Teach them directions as the action is happening. For example, if you are helping your child get into their chair, say “sit down”, so they know that when you say that, they are to sit down in their chair, or on the floor, or wherever you happen to be.
Make it fun! You can play red light (stop) and green light (go) as an easy way for them to pick up on directions. Another great game is Simon Says – I highly recommend it. You can also take pictures of you and/or your child completing directions and pair the pictures with your verbal cues (i.e. ‘sit down’ paired with a picture of the child sitting down). These pictures can be phased out as your child begins to master directions.
Lead by example by following directions while you play with your child. Every child, without exception, loves when their parents get down on their level to play. That makes it a perfect opportunity to model following directions.

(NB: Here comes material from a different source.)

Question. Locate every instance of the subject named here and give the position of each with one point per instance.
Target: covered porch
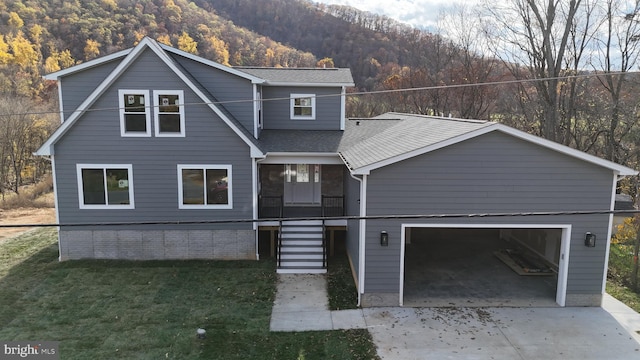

If you are playing with farm animals, model following directions by saying “Horse, get water” and modeling the horse running to water. Your child will more than likely start to model your actions and you will be able to fade your demonstration over time until they are completing the directions independently.
Over time, you can increase the complexity by adding modifiers into your 1-step directions: “get the ball” vs “get the green ball” or “get the little green” ball. You can also start with 2-step directions: “get the ball and put it in the box.”
Each child goes at their own pace and remember – practice makes perfect!